Wednesday, March 3, 2010

Why numerical measures? Mean and Median

As we show in previous example only graphical representation of quantitative variable is not enough. Using graphical representation we can only get a rough estimate for the center and spread. A description of the distribution of a quantitative variable must include, in addition to the graphical display, a more precise numerical description of the center and spread of the distribution. So we learn:
  • how to quantify the center and spread of a distribution with various numerical measures.
  • Few important properties of numerical measures
  • how to choose the appropriate numerical measures of center and spread to supplement the histogram/graphical representation.

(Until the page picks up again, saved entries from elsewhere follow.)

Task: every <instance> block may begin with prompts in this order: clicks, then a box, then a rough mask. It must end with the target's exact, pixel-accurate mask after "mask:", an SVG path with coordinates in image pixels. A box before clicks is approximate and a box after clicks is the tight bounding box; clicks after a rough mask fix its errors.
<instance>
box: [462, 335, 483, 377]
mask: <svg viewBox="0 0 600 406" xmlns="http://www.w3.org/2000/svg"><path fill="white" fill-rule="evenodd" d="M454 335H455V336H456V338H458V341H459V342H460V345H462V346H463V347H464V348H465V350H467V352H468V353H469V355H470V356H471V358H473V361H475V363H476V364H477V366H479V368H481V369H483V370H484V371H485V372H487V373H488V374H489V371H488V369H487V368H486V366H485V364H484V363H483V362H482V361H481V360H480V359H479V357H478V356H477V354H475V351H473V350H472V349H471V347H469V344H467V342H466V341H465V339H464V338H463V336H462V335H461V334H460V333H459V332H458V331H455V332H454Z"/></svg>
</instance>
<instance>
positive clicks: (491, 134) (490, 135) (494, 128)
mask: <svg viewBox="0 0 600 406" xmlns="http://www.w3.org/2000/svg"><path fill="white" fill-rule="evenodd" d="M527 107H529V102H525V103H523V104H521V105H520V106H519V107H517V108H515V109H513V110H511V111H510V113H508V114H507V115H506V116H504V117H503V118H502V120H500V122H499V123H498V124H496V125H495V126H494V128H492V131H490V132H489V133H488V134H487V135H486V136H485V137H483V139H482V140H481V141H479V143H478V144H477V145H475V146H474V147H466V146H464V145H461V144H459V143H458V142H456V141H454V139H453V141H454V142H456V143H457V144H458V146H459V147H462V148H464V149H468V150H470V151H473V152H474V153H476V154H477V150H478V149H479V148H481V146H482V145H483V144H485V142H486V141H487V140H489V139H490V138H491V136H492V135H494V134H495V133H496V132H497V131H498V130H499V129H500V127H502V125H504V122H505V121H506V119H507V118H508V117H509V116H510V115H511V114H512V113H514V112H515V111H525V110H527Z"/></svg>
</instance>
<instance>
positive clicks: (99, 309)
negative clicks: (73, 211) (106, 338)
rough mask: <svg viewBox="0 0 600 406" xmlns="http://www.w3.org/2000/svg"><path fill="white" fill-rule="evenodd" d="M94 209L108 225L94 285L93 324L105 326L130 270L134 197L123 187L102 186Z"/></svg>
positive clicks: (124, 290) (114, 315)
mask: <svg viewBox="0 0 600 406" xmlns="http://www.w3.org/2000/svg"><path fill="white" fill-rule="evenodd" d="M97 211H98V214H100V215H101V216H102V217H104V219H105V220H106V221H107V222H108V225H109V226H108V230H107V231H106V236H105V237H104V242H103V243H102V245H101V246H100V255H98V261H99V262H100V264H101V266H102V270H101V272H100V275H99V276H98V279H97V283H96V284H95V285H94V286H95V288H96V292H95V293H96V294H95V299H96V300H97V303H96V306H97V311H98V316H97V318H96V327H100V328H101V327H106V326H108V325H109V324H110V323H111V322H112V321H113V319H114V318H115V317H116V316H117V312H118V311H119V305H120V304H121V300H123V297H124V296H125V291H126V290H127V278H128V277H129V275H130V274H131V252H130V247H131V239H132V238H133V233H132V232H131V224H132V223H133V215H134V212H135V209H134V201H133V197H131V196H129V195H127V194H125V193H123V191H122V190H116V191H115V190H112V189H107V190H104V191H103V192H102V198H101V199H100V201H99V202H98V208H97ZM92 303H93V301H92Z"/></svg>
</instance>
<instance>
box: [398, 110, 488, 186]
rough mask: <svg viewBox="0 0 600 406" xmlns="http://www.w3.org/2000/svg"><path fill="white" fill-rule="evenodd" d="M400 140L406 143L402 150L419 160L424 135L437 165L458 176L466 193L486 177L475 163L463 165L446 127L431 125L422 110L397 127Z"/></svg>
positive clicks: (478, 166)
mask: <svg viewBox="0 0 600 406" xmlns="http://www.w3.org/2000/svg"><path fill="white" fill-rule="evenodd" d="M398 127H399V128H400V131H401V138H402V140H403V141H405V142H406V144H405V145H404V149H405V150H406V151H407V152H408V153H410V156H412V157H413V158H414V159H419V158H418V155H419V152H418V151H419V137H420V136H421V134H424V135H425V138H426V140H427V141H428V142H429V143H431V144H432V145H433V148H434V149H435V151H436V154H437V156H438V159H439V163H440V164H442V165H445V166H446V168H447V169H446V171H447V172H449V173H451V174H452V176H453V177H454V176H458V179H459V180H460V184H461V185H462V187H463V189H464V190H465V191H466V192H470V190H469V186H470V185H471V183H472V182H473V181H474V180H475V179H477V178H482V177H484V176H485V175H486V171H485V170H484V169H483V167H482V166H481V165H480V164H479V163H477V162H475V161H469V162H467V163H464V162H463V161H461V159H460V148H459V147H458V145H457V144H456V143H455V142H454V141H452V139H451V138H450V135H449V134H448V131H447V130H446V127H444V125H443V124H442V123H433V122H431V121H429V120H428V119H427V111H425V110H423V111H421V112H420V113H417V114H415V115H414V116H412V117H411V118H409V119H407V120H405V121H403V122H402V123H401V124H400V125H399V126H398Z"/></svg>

Measue of Center (1 of 2):
Two most important measure of center of a distribution are mean and median. These two have completely different approach and idea of describing center of a distribution.
  • Mean/Arithmetic mean: is the sum of the observations (values) divided by the number(count) of observations. If X1, X2, X3,...Xn are total 'n' number of observations then their mean X̄ (x bar) is :

    X̄ = (X1 + X2 + X3 + ... + Xn)/ n

    Lets take one example using random values. We use R's runif function to generate 10 random values and then compute its mean:
    
    # runif will generate 10 random observation/values.
    > observation <- runif(10) 
    > print(observation) 
     [1] 0.7080567 0.6582278 0.2415265 0.4169798 0.4172357 0.2258143 0.3805531
     [8] 0.4568466 0.5952122 0.4650702
    > mean(observation)
    [1] 0.4565523
    > sum(observation)/10.00
    [1] 0.4565523
    

    If we take our Best Actress Oscar winners from 1970 to 2001 example then following are the different age when actress have won Oscar:
    34 34 26 37 42 41 35 31 41 33 30 74 33 49 38 61 21 41 26 80 43 29 33 35 45 49 39 34 26 25 35 33

    Their sum: 34+34+26+37+42......+35+33=1233
    and their count (total number of observations): 32. Hence the mean age of this dataset is :
    X̄ = 1233/32 = 38.5

  • Median: M is the center/midpoint of the distribution. M is such a number that half of the the observations fall above and half fall below. To find the median:
    • Order the data from smallest to largest. (sort).
    • Consider whether n, the number of observations, is even or odd.
      • If n is odd, the median M is the center observation in the ordered list. This observation is the one "sitting" in the (n+1)/2 spot in the ordered list.
      • If n is even, the median M is the mean of the two center observations in the ordered list. These two observations are the ones "sitting" in the n/2 and n/2 + 1 spots in the ordered list.
    This is better explained using a visualization provided at course website: Now lets again take our Best Actress Oscar winners from 1970 to 2001 example, following are the ages:
    34 34 26 37 42 41 35 31 41 33 30 74 33 49 38 61 21 41 26 80 43 29 33 35 45 49 39 34 26 25 35 33

    We paste these values (ages) into simple R vector:
    >age = c(34, 34, 26, 37, 42, 41, 35, 31, 41, 33, 30, 74, 33, 49, 38, 61, 21, 41, 26, 80, 43, 29, 33, 35, 45, 49, 39, 34, 26, 25, 35, 33)
    
    # first check mean so we know that we have copied all values.
    >mean(age)
    [1] 38.53125
    # Good, in R we can order/sort this dataset with one command.
    >sort(age)
     [1] 21 25 26 26 26 29 30 31 33 33 33 33 34 34 34 35 35 35 37 38 39 41 41 41 42
    [26] 43 45 49 49 61 74 80
    >length(age)
    [1] 32
    # so we know its median would be mean of 16th and 17th  observation that (35+35)/2.
    > (sort(age)[16] + sort(age)[17])/2
    [1] 35
    # so the 16th observation is 35 and 17th is also 35, lets cross check using R's function.
    > median(age)
    [1] 35
    > median(sort(age))
    [1] 35
    # So R's median function correctly returns 35 even when dataset is not sorted. but if we do
    > (age[16]+age[17])/2
    [1] 41
    # then answer is incorrect since age dataset is not sorted.